Rein von der Tatsache, mehr aus dem Leben der Familie zu erfahren, eine andere Sichtweise als die der Kinder zu bekommen und sich natürlich den fragen zu stellen, wie man es zunächst seiner Familie überhaupt zumuten kann, fernab der Zivilisation zu leben und dazu noch mitten in eine Art Bürgerkriegsgebiet, welches ja unter den verschiedenen Stämmen herrschte.

Doris Kuegler berichtet von einer neuen Generation Fayu, die an den alten Traditionen festhält, die schlechten Seiten überwindet, über einen langen und steinigen Prozess, der den Fayu jedoch das Überleben gesichert hat.

Sie brichtet aber auch vom Zweifel an ihrer Arbeit, den Rück- und Schicksalsschlägen und wie aus dem Stamm als Gastgeber Freunde für’s Leben wurden.

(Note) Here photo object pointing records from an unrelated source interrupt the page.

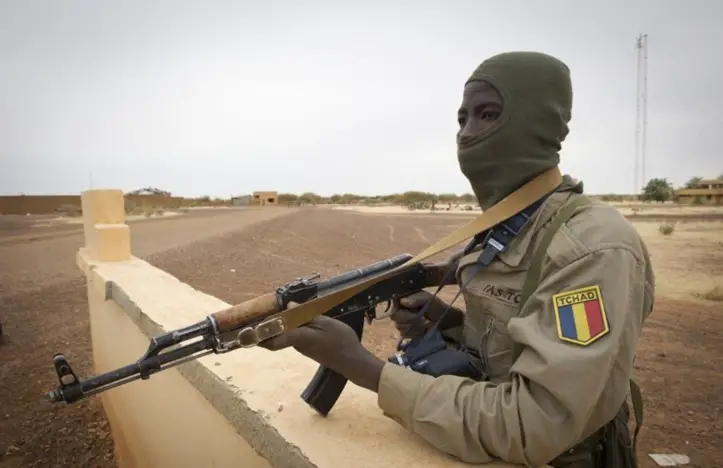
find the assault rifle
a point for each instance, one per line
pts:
(231, 329)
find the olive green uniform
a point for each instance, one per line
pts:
(564, 386)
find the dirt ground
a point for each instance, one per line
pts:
(240, 254)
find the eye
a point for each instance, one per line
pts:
(490, 114)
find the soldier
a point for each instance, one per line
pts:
(551, 324)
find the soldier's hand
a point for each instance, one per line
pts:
(405, 310)
(332, 344)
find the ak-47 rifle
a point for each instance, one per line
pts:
(238, 327)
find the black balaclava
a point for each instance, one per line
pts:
(525, 140)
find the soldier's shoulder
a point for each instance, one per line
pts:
(596, 227)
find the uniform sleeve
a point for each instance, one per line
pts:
(577, 335)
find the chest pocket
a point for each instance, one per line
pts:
(492, 296)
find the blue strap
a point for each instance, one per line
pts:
(494, 241)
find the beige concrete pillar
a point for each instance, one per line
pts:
(107, 236)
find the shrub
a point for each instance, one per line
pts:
(666, 229)
(713, 294)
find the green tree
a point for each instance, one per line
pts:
(659, 190)
(310, 197)
(693, 182)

Glaube, so wie von den Kueglers gelebt, ist etwas anderes als das, was die meisten Menschen unter Missionsarbeit verstehen und das Leben im Dschungel hat nicht nur romantische Seiten, wie Sabine Kuegler nach ihrem ersten Buch oftmals vorgeworfen wurde, völlig vergessen, dass auch da die schrecklichen Dinge wie Blutrache und Krieg zur Sprache kamen.

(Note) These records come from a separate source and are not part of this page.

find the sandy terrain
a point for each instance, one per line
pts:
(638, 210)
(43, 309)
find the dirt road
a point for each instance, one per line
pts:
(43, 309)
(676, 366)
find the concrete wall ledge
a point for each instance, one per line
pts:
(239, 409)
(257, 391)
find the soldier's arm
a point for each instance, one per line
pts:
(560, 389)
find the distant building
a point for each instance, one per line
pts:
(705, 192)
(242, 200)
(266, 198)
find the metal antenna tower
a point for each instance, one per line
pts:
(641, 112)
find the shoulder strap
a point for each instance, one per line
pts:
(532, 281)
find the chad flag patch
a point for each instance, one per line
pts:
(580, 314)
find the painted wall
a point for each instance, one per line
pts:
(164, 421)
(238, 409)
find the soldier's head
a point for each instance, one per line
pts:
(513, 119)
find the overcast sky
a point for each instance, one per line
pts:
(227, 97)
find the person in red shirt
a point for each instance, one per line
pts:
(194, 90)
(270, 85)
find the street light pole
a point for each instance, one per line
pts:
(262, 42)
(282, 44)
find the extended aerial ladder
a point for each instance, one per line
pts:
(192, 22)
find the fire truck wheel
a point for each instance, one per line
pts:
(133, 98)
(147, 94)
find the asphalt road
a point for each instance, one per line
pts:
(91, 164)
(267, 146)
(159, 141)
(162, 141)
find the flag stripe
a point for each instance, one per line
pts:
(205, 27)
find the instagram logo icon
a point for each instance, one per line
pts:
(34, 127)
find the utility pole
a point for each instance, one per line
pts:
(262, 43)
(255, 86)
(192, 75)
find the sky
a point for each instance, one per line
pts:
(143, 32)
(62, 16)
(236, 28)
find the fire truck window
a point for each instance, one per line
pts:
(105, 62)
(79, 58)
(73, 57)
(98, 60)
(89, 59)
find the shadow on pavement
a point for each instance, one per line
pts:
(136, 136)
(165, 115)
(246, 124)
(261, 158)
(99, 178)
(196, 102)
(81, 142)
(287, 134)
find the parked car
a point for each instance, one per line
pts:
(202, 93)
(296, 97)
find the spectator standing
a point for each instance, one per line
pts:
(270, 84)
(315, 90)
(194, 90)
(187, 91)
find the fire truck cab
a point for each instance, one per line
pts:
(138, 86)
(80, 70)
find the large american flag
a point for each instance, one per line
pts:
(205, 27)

Ihre Mutter Doris hat daher völlig zurecht daran getan, eine Ergänzung vorzulegen, die man, wenn man sich mit dem Leben der Ureinwohner West-Papuas und mit der Geschichte der Kueglers auseinandersetzen möchte, unbedingt auch lesen sollte.

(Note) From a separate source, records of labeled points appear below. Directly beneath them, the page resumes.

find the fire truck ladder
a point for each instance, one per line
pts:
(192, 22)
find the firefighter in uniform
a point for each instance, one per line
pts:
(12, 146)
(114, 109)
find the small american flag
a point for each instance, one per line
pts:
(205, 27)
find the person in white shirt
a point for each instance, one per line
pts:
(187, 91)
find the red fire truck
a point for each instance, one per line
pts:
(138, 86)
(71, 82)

Denn sie lohnt sich wirklich. Es ist interessant, in diese, den meisten Menschen für immer verschlossene Welt einzutauchen, Trauer und Schmerz aber auch Liebe und Vergebung mitzuerleben aber auch die Bilanz einer Mutter zu erfahren, die diese aus dem Aufwachsen ihrer Kinder unter den Fayu zieht und für diesen Stamm sowie so, mit denen sie auf ewig verbunden bleiben werden.

Autorin:

Doris Kuegler wurde 1941 geboren und ging nach einer Ausbildung zur Krankenschwester früh in die Missionsarbeit. Sie wanderte 1971 mit ihrem Mann und ihrer Tochter Judith nach Nepal, wo sie als Sprachforscher und Missionare in einem kleinen Bergdrof lebten. Dort kamen ihre Kinder Sabine und Christian zur Welt.

1978 wanderte die Familie nach West-Papua in Indonesien aus, um bei einem bisher unentdeckten Stamm der Fayu zu leben und ebenfalls die Sprache zu erforsachen.

Seit 2006 lebt Doris Kuegler wieder in Deutschland. Die Geschichte der Familie wurde bekannt, als ihre Tochter Sabine Kuegler von ihrer Kindheit im Dschungel berichtete. Diese wurde unter dem gleichnamigen Titel „Dschungelkind“ verfilmt.